La mer y est toujours aussi belle.

Avec une immuable majesté, ses flots arrivent du fond de l'immense horizon baigner les blanches falaises, pendant que Dieppe paraît s'endormir au murmure de son éternelle mélodie...


On ne quitte pas cette partie des falaises sans aller se reposer au pied du phare d'Ailly, situé sur une pointe haute de près de cent mètres. Sa construction date de l'année 1775. A cette époque, le gouvernement de Normandie décida de remédier aux dangers présentés par la vaste étendue de récifs qui prolongent la pointe d'Ailly.

Le phare, de première classe électrique, est un feu tournant de minute en minute. Sa tour carrée, en solides pierres de taille, supporte la lanterne qui, par les nuits claires, envoie à plus de quarante kilomètres le brillant éclat des appareils lumineux dont elle est composée.

Nous nous arrêterions volontiers, ici, pour étudier les deux modes d'éclairage des phares; mais, bientôt, les feux jumeaux de la célèbre pointe de la Hève seront sous nos yeux. Attendons.

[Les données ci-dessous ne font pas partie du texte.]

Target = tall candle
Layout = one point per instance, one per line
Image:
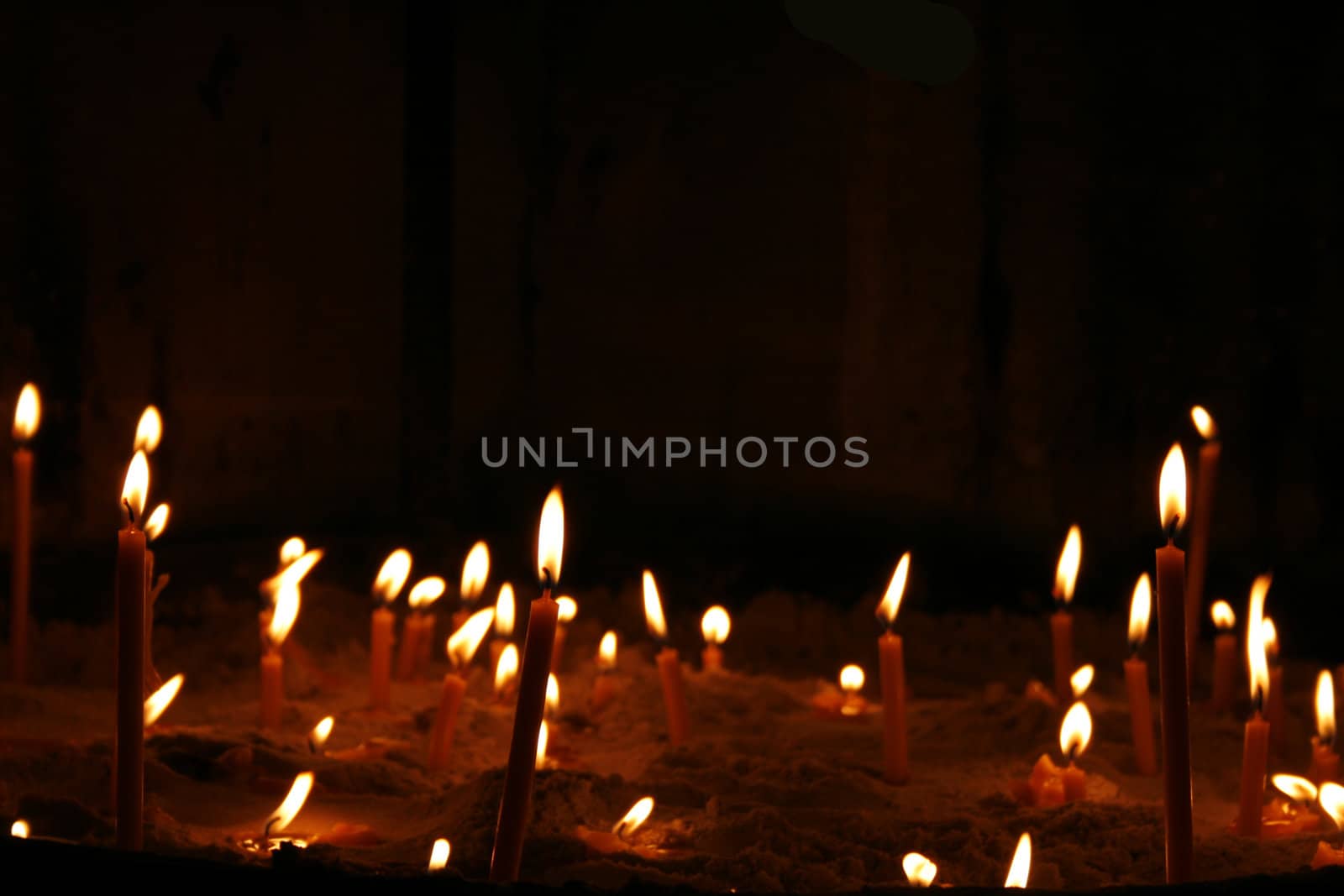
(893, 669)
(669, 663)
(538, 644)
(1173, 673)
(1062, 624)
(27, 414)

Saluons le bourg de Sainte-Marguerite et sa belle église, non loin de laquelle a été découverte une villa romaine, ornée d'une mosaïque si remarquable que l'administration des monuments historiques a revendiqué le droit de la conserver.

Partout, sur le territoire de la commune, les sépultures antiques sont nombreuses, et on y a reconnu un cimetière gallo-romain.